2. Oil or water leaks
Ideally, your car will have a full-service history. If it doesn’t, you can do some basic checks for ‘red flags’ by checking the oil and water.
You can check the oil level by removing the oil dipstick and wiping it with a rag. Then insert it into the engine oil tank. When you lift it out, the level should be between the two markings on the dipstick, and you should be able to see the dipstick through the oil.
Avoid cars with a low oil level, or with ‘dark oil’ which indicates that it hasn’t been changed regularly.

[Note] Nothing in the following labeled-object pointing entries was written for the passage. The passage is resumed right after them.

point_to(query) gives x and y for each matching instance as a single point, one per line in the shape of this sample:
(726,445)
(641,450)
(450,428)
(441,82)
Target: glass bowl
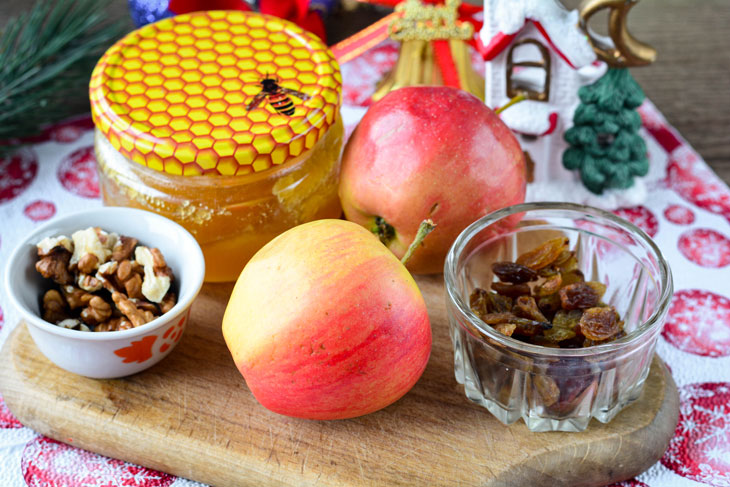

The coolant tank should be full. Any dampness inside the car is a bad sign. Don’t be afraid to ask the owner if you aren’t sure where to look.
3. Who owns the car?
When buying second hand, you want to make sure that the person selling it is the owner. Check the registration papers against the seller’s drivers license, and make sure the car has current registration.
A PPSR search can confirm who the current owner of the car is and whether there’s finance owing on the car too.
4. Does it have a timing belt or a timing chain?
Cars that have a timing belt will need to have the timing belt replaced whenever it is damaged, has to be removed to perform mechanical repairs behind it, or every 60,000 – 100,000km. This will usually cost between $1000 and $1800 and is considered a major service.
A timing chain will last much longer, and only needs to be replaced if it is damaged. The plastic guides on the chain may need to be replaced, but this isn’t too expensive, and a timing chain will often last the lifetime of the vehicle.
So why would you choose a car with a timing belt? One reason is that it can be quieter, but the cost of replacement and the potentially catastrophic damage that can occur if it breaks make this a negligible benefit.
5. Does this model have known issues?
Checking online owner review sites like Product Review or forums like Whirlpool can give you an idea of what it’s like to own the car you are considering. This way you can avoid models that have had a lot of problems.
This checklist should make you more confident about buying a car. If you do find a car that you’re happy with, you might still get your mechanic to take a look at it before you purchase.